Home » News » The opposition has blocked the elections of ČT councilors, and wants to vote only after the elections

The opposition has blocked the elections of ČT councilors, and wants to vote only after the elections

According to the law, at least ten of the fifteen members of the Czech Television Council must vote to dismiss the CEO of Czech Television. After Wednesday evening’s meeting of the Chamber of Deputies, it seems that so many votes will be sought worse to remove the current head of television, Petr Dvořák.

The parties that are defending the current management of the television have again managed to block the selection of four members of the Council. After a long debate, members of the democratic opposition and the ruling CSSD took breaks until the morning. This led to the adjournment of the meeting.

It turns out that part of the opposition, together with the Social Democrats, is determined to defend the appointment of Dvořák’s opponents, for example, until the October parliamentary elections. Which, after all, is their secret goal.

The term of office of the three current members of the CT Council will end at the end of May. Another position has been vacated since March, when the psychologist and priest Jan Maxmilián Kašparů left the Council. This would leave only 11 seats in the Council.

Originally, four new councilors were to be decided in April. It nominates the twelve candidates selected by the Electoral Committee. However, the opposition has already postponed the vote.

On Wednesday, it seemed at first that councilors would be elected this time. Deputies of the ANO movement, the KSČM and the SPD insisted that it would be possible to vote even at night.
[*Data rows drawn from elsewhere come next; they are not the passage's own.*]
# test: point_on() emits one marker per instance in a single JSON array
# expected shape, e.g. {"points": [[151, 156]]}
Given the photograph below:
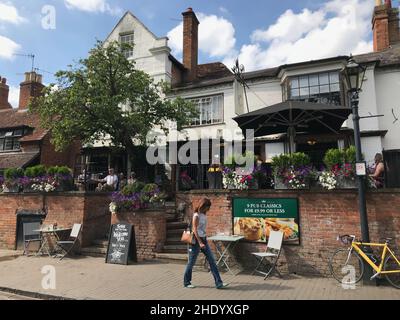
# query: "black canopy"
{"points": [[294, 116], [301, 116]]}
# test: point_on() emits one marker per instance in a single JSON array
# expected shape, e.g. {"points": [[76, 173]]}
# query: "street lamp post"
{"points": [[354, 75]]}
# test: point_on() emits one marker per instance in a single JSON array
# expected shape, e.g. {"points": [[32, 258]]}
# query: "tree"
{"points": [[105, 96]]}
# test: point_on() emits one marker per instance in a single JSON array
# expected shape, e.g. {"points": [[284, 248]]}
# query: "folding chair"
{"points": [[30, 234], [67, 246], [268, 260]]}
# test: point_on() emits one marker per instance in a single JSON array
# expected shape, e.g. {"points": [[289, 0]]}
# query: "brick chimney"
{"points": [[190, 43], [31, 88], [385, 25], [4, 90]]}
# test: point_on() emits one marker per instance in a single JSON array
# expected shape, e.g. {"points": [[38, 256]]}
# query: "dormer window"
{"points": [[127, 38], [318, 88]]}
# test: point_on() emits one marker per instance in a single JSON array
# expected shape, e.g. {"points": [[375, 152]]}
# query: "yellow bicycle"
{"points": [[350, 261]]}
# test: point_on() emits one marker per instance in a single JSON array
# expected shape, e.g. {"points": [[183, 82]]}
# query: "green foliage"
{"points": [[13, 173], [150, 187], [285, 161], [133, 188], [36, 171], [350, 154], [105, 94], [239, 160], [339, 157]]}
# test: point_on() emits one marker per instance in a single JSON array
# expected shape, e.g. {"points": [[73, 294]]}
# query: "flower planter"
{"points": [[346, 183], [11, 189]]}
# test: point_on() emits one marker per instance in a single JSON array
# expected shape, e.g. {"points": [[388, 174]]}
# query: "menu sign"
{"points": [[121, 244], [255, 218]]}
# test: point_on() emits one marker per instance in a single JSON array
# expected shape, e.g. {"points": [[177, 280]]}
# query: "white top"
{"points": [[111, 180], [202, 226]]}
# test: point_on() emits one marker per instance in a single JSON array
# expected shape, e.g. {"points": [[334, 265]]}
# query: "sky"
{"points": [[261, 33]]}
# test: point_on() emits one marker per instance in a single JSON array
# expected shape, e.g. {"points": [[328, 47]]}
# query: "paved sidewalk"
{"points": [[91, 278]]}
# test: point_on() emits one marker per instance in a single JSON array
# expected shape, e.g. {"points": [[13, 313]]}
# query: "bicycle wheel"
{"points": [[345, 269], [391, 265]]}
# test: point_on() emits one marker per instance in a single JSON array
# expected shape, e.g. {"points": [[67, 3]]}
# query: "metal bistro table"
{"points": [[47, 232], [230, 243]]}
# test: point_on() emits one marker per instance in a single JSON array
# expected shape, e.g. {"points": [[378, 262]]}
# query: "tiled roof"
{"points": [[15, 118], [17, 159]]}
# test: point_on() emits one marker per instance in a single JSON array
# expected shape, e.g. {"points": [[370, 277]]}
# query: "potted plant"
{"points": [[12, 178], [341, 165], [33, 177], [291, 171]]}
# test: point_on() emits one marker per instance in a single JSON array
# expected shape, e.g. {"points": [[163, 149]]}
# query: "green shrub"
{"points": [[13, 173], [150, 187], [36, 171], [132, 188], [285, 161], [350, 154]]}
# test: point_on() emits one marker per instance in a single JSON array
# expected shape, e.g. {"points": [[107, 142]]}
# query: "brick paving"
{"points": [[91, 278]]}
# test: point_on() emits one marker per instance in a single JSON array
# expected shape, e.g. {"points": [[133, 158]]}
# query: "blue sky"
{"points": [[262, 33]]}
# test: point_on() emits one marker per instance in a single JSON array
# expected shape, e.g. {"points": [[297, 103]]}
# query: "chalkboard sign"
{"points": [[121, 244]]}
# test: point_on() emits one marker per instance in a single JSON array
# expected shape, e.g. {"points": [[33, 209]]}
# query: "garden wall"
{"points": [[323, 216], [150, 230], [65, 209]]}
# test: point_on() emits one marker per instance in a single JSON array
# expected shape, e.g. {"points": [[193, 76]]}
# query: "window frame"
{"points": [[288, 90], [127, 34], [199, 119]]}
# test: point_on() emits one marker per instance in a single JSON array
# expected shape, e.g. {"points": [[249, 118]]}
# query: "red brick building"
{"points": [[22, 141]]}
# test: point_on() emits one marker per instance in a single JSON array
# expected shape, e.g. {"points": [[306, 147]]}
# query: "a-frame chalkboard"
{"points": [[121, 244]]}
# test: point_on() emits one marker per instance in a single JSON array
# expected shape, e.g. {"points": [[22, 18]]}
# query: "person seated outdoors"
{"points": [[378, 171], [111, 180], [132, 178]]}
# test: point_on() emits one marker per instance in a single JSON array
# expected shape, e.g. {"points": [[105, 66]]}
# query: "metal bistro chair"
{"points": [[67, 246], [31, 234], [269, 258]]}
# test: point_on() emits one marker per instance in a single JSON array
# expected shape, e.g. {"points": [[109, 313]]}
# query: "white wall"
{"points": [[150, 53]]}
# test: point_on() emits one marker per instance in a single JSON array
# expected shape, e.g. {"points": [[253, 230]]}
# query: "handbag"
{"points": [[187, 237]]}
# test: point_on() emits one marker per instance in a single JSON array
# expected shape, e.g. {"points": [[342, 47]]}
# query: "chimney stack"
{"points": [[4, 91], [31, 88], [190, 43], [385, 25]]}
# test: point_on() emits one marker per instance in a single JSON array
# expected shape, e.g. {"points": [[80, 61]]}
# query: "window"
{"points": [[9, 139], [211, 110], [128, 39], [318, 88]]}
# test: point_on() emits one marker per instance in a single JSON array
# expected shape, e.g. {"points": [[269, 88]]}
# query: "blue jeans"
{"points": [[194, 251]]}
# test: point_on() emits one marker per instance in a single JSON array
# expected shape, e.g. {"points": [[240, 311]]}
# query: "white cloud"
{"points": [[9, 13], [216, 36], [13, 96], [339, 27], [92, 6], [7, 48]]}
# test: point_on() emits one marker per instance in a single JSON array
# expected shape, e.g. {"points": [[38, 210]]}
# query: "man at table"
{"points": [[111, 180]]}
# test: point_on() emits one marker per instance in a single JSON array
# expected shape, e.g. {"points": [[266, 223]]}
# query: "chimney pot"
{"points": [[32, 87], [190, 43]]}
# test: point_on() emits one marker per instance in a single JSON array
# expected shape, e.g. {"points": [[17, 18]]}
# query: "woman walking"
{"points": [[199, 224]]}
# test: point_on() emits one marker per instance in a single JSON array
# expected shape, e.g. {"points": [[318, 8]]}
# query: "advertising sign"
{"points": [[255, 218]]}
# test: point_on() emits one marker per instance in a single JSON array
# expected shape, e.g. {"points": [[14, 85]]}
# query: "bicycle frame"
{"points": [[386, 250]]}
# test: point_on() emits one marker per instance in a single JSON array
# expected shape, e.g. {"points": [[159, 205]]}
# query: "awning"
{"points": [[298, 115]]}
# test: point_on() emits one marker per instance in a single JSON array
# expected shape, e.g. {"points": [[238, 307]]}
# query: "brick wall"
{"points": [[150, 230], [323, 216], [91, 210]]}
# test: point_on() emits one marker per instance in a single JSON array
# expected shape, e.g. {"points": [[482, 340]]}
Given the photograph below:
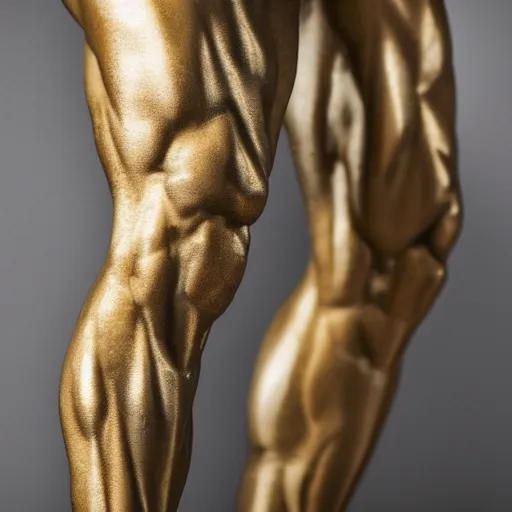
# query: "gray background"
{"points": [[447, 445]]}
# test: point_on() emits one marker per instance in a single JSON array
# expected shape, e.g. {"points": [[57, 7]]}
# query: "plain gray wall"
{"points": [[447, 445]]}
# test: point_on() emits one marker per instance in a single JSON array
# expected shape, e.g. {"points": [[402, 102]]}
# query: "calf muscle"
{"points": [[187, 160]]}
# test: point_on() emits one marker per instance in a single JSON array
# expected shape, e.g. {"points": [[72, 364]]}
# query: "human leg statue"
{"points": [[187, 99], [371, 124]]}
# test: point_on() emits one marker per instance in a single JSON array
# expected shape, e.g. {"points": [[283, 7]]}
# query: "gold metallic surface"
{"points": [[187, 99], [371, 124]]}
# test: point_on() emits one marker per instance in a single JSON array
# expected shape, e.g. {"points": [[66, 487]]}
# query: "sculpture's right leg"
{"points": [[371, 125], [187, 99]]}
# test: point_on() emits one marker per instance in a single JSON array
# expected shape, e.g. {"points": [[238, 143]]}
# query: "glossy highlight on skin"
{"points": [[187, 100]]}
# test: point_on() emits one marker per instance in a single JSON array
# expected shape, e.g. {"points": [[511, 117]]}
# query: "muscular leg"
{"points": [[187, 99], [371, 123]]}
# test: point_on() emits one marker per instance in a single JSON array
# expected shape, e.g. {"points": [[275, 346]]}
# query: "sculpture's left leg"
{"points": [[371, 123], [187, 99]]}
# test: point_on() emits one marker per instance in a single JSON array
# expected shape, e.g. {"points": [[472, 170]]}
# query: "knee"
{"points": [[211, 168]]}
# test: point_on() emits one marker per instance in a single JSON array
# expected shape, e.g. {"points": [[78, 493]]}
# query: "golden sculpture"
{"points": [[187, 99]]}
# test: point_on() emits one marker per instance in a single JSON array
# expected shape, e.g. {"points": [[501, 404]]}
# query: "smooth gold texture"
{"points": [[371, 124], [187, 99]]}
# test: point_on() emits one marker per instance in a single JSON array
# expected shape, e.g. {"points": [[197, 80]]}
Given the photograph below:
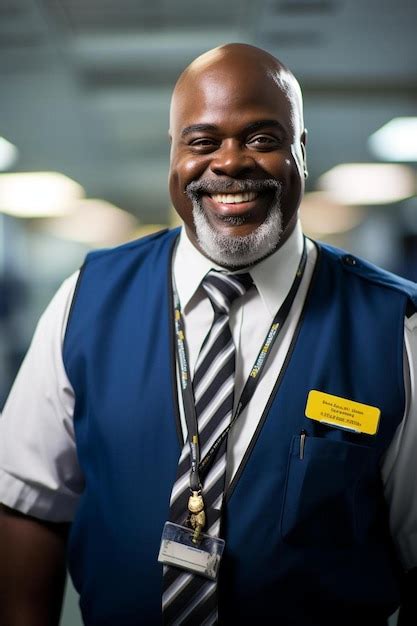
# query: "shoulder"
{"points": [[365, 271], [134, 248]]}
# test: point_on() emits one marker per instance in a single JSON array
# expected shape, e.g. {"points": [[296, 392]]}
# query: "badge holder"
{"points": [[177, 549]]}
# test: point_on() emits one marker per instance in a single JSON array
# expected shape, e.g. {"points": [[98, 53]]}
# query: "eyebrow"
{"points": [[194, 128]]}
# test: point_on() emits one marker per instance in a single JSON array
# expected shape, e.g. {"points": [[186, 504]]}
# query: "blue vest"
{"points": [[307, 540]]}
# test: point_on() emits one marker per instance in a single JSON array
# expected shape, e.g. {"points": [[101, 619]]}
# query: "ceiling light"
{"points": [[8, 154], [368, 183], [38, 194], [321, 216], [396, 141], [94, 222]]}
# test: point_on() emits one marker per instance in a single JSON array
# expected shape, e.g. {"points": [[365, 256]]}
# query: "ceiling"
{"points": [[85, 84]]}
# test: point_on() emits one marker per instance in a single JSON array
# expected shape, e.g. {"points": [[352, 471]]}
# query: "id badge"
{"points": [[178, 549]]}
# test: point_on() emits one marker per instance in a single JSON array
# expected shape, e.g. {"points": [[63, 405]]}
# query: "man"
{"points": [[315, 495]]}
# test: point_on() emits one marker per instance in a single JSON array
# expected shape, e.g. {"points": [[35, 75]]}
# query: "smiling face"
{"points": [[236, 176]]}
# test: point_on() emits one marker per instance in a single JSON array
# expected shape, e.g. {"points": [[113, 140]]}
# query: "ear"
{"points": [[303, 142]]}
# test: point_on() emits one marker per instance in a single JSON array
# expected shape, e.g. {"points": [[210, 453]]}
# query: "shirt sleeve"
{"points": [[39, 470], [399, 468]]}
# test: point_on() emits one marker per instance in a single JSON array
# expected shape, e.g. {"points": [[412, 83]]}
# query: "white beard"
{"points": [[238, 251]]}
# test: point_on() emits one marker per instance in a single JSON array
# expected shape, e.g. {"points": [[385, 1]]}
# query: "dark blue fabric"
{"points": [[307, 541]]}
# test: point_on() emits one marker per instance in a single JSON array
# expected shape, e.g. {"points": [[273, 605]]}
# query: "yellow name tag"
{"points": [[343, 413]]}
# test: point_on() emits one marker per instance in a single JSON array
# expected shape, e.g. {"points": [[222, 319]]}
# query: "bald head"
{"points": [[244, 62], [237, 154]]}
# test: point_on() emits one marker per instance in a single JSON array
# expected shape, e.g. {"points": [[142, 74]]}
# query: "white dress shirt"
{"points": [[39, 472]]}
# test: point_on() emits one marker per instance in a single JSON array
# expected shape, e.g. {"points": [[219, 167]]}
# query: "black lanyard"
{"points": [[200, 467]]}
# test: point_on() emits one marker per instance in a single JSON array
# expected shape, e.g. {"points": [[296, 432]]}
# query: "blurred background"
{"points": [[84, 98]]}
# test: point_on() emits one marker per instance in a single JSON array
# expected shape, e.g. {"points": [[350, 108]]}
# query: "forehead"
{"points": [[224, 98]]}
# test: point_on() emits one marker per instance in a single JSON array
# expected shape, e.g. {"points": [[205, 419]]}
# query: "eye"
{"points": [[203, 144], [264, 142]]}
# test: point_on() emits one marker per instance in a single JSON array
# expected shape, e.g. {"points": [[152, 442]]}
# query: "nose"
{"points": [[232, 159]]}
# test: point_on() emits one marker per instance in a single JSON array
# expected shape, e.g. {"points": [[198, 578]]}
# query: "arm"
{"points": [[32, 569]]}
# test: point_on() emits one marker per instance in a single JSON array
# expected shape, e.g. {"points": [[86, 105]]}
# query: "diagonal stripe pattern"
{"points": [[189, 599]]}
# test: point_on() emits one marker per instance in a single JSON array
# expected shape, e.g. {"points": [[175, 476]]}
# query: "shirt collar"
{"points": [[273, 276]]}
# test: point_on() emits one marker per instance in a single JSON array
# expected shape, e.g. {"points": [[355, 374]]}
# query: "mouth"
{"points": [[234, 198], [237, 208]]}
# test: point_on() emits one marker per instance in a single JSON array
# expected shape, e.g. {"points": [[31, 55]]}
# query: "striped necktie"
{"points": [[189, 599]]}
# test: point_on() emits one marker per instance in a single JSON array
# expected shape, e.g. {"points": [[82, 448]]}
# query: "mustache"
{"points": [[208, 186]]}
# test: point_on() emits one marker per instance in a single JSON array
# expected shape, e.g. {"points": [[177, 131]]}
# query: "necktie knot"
{"points": [[224, 289]]}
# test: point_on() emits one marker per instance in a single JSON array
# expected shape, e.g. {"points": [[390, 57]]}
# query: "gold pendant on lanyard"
{"points": [[198, 516]]}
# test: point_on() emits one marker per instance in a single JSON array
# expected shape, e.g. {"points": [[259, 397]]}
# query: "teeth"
{"points": [[234, 198]]}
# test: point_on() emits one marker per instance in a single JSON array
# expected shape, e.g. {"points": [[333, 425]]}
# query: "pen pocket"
{"points": [[321, 491]]}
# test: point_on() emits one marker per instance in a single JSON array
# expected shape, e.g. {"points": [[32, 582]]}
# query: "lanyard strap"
{"points": [[199, 468]]}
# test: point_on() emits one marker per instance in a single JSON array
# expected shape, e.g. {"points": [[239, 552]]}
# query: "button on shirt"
{"points": [[39, 472]]}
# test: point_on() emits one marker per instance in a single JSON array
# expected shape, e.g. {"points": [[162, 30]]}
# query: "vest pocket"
{"points": [[323, 484]]}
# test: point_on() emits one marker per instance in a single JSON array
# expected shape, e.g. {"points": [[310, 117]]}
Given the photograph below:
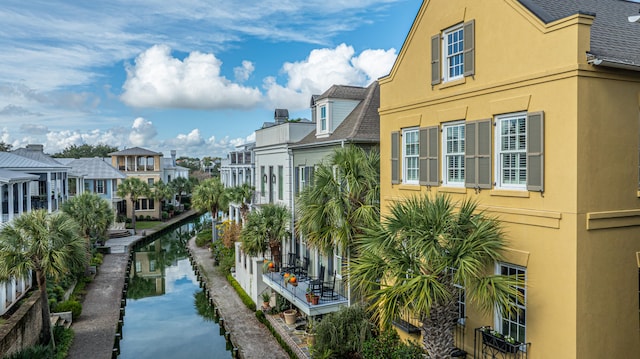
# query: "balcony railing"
{"points": [[489, 344], [296, 294]]}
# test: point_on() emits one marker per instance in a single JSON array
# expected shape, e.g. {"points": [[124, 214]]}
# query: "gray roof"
{"points": [[361, 125], [94, 168], [135, 151], [11, 160], [16, 176], [613, 37], [35, 153]]}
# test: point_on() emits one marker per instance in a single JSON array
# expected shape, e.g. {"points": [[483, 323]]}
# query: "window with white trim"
{"points": [[453, 154], [410, 155], [323, 118], [453, 53], [514, 323], [511, 151]]}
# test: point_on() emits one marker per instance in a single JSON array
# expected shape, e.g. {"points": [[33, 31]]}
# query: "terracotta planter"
{"points": [[290, 316]]}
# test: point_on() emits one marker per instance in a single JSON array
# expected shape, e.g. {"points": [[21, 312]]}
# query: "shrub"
{"points": [[72, 306], [343, 332]]}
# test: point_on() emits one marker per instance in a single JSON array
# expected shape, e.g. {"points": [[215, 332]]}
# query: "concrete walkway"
{"points": [[95, 329], [251, 337]]}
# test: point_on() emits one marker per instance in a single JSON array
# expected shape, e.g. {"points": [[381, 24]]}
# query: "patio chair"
{"points": [[328, 289], [315, 284]]}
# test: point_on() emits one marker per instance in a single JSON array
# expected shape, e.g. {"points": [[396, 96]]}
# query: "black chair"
{"points": [[315, 284], [328, 289]]}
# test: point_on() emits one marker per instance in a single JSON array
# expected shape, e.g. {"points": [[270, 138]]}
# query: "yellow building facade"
{"points": [[501, 102]]}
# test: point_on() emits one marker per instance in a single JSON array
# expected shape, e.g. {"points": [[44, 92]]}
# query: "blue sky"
{"points": [[196, 76]]}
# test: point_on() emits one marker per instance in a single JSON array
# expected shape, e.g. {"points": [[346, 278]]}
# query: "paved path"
{"points": [[95, 329], [251, 337]]}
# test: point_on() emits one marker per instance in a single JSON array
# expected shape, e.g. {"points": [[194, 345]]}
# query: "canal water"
{"points": [[167, 313]]}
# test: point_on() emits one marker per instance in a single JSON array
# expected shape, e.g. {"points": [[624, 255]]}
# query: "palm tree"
{"points": [[344, 199], [134, 188], [162, 191], [419, 256], [181, 185], [243, 194], [211, 196], [47, 244], [266, 228]]}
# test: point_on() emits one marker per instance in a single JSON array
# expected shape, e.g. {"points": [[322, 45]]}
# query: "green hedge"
{"points": [[263, 319], [243, 295]]}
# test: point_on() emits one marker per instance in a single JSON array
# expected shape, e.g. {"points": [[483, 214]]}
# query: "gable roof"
{"points": [[361, 125], [135, 151], [94, 168], [613, 38]]}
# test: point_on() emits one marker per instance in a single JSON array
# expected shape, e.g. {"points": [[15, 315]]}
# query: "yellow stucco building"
{"points": [[532, 108]]}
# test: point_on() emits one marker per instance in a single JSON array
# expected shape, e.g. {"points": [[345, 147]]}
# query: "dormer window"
{"points": [[323, 118]]}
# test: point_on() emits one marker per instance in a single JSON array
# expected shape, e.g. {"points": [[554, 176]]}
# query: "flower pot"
{"points": [[290, 316]]}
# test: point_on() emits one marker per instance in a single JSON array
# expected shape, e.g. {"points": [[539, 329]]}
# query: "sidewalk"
{"points": [[251, 337], [95, 329]]}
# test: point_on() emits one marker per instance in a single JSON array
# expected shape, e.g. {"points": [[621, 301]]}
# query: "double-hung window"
{"points": [[511, 149], [453, 154], [513, 323], [453, 46], [410, 155]]}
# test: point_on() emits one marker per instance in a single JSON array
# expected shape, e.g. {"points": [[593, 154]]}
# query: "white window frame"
{"points": [[520, 149], [521, 308], [459, 128], [412, 134], [453, 57], [324, 120]]}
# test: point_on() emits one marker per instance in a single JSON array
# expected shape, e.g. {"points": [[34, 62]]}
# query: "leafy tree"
{"points": [[181, 186], [420, 251], [5, 147], [162, 191], [86, 150], [134, 188], [48, 245], [266, 228], [211, 196], [343, 200], [93, 215], [243, 194]]}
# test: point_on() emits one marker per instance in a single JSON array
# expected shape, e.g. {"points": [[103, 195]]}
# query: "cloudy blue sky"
{"points": [[197, 76]]}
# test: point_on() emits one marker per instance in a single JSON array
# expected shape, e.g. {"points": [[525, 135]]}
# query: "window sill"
{"points": [[462, 190], [509, 193], [452, 83], [409, 187]]}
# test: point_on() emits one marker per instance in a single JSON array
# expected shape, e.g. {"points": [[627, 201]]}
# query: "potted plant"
{"points": [[266, 297], [290, 316]]}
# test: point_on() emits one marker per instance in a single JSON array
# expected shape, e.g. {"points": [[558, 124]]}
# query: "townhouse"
{"points": [[532, 108]]}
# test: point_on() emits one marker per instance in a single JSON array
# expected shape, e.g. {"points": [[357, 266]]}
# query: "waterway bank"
{"points": [[96, 327], [251, 337]]}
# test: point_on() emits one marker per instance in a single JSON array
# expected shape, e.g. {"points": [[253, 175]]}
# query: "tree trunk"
{"points": [[438, 330], [47, 331]]}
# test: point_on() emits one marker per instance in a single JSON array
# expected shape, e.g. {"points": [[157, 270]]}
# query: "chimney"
{"points": [[35, 148]]}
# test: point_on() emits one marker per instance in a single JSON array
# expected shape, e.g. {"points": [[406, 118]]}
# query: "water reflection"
{"points": [[167, 314]]}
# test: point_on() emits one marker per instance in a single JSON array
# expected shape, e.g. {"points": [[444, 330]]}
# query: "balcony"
{"points": [[297, 295]]}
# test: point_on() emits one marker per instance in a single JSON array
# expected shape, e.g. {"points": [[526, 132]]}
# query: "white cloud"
{"points": [[243, 72], [324, 68], [160, 80], [142, 132]]}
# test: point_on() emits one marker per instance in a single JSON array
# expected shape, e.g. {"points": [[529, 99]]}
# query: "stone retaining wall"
{"points": [[23, 328]]}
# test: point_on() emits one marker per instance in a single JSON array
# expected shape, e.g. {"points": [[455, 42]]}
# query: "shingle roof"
{"points": [[361, 125], [613, 37], [135, 151], [94, 168]]}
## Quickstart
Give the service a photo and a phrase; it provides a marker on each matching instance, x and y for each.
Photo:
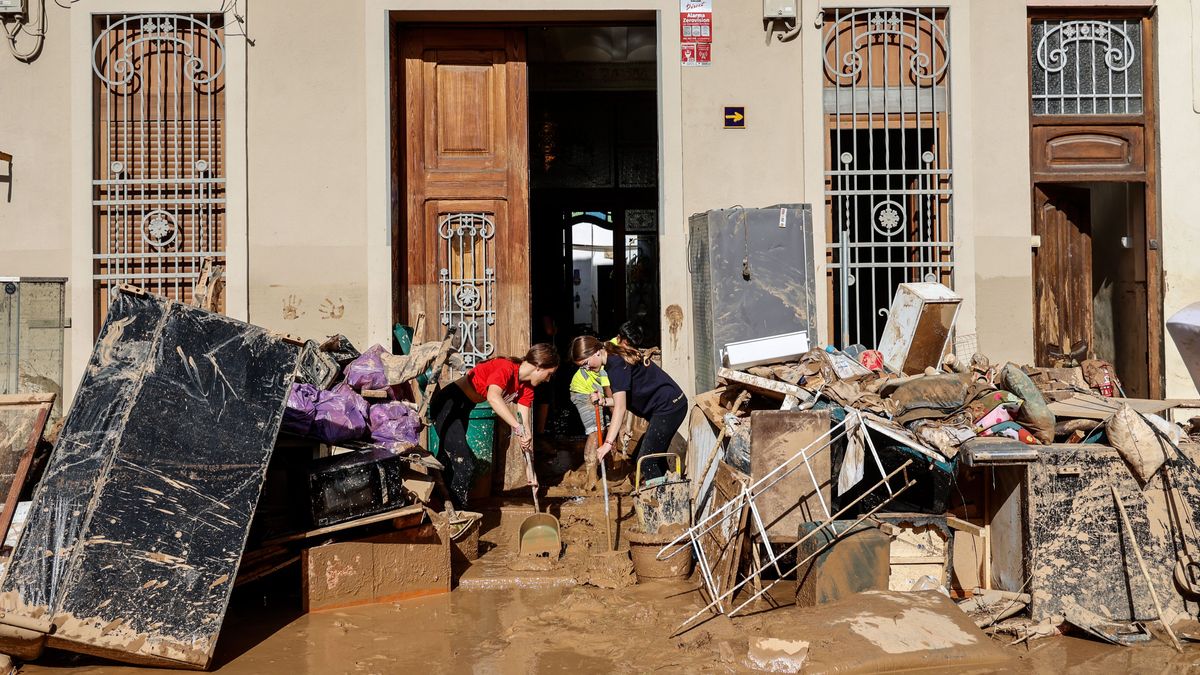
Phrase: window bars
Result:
(467, 279)
(888, 175)
(1086, 67)
(159, 177)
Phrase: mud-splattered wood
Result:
(772, 388)
(775, 436)
(137, 530)
(400, 513)
(1078, 554)
(721, 545)
(22, 420)
(387, 567)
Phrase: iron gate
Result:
(159, 178)
(888, 178)
(467, 279)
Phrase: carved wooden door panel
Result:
(467, 187)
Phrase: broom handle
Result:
(604, 477)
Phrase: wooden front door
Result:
(1062, 270)
(465, 257)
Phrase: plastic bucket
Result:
(643, 549)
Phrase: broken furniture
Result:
(22, 422)
(919, 327)
(753, 276)
(385, 567)
(843, 560)
(357, 484)
(148, 496)
(1078, 550)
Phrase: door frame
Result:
(382, 17)
(1140, 131)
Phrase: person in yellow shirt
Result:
(587, 389)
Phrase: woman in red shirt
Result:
(499, 382)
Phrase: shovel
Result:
(538, 535)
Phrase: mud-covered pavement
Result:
(505, 620)
(507, 615)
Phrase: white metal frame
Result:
(81, 36)
(161, 191)
(889, 223)
(856, 422)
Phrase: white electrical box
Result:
(774, 348)
(779, 9)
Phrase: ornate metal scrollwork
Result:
(157, 29)
(1119, 48)
(895, 23)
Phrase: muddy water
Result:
(505, 621)
(577, 629)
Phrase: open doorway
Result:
(1090, 278)
(593, 190)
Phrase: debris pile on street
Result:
(1037, 496)
(879, 485)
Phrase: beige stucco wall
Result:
(310, 157)
(995, 175)
(1179, 30)
(35, 219)
(306, 156)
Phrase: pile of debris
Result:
(203, 453)
(1037, 496)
This “television coalition” was expected to assert its candidates. The most frequently mentioned were the former media adviser of the YES movement, Daniel Váň, who has been sitting on the CT Council for the past six years, former television playwright Jaroslav Kravek, former police instructor and propagator of the right to bear arms Pavel Černý and economist Radek Žádník. All four are critical of the current Czech Television boss Dvořák.

Their election was to be facilitated by a secret election, which part of the opposition tried in vain to break down and instead push through a public election.

And it was precisely the method of election that was sometimes tensely debated between the individual parliamentary camps.

“Go fuck yourself,” said pirate MP Mikuláš Ferjenčík, for example, when he responded to Aleš Juchelka, an MP for the YES movement, who repeatedly criticized the opposition for obstructing the vote. Ferjenčík also objected to the “orbanization” of the public media.

“I have been living for 60 years and I have noticed since kindergarten that people do not behave flatly,” said YES MP Jiří Bláha in one of his speeches, according to which the public vote puts people under pressure as under the communist regime before 1989.

Jan Bartošek, the head of the People’s Deputies, made a long speech, focusing again on the criticism of TV councilor Hana Lipovská, the outspoken opponent of Petr Dvořák. Earlier in the meeting, he unsuccessfully suggested that deputies vote on Lipovská’s dismissal.

It was Lipovská who embodied the dispute over the current leadership of the Czech Television. An economist who works at the Institute of Freedom and Democracy, former moderator and politician Jana Bobošíková, recently accused Dvořák of conflicts of interest and other transgressions. However, her arguments about breaking the law have not yet been confirmed.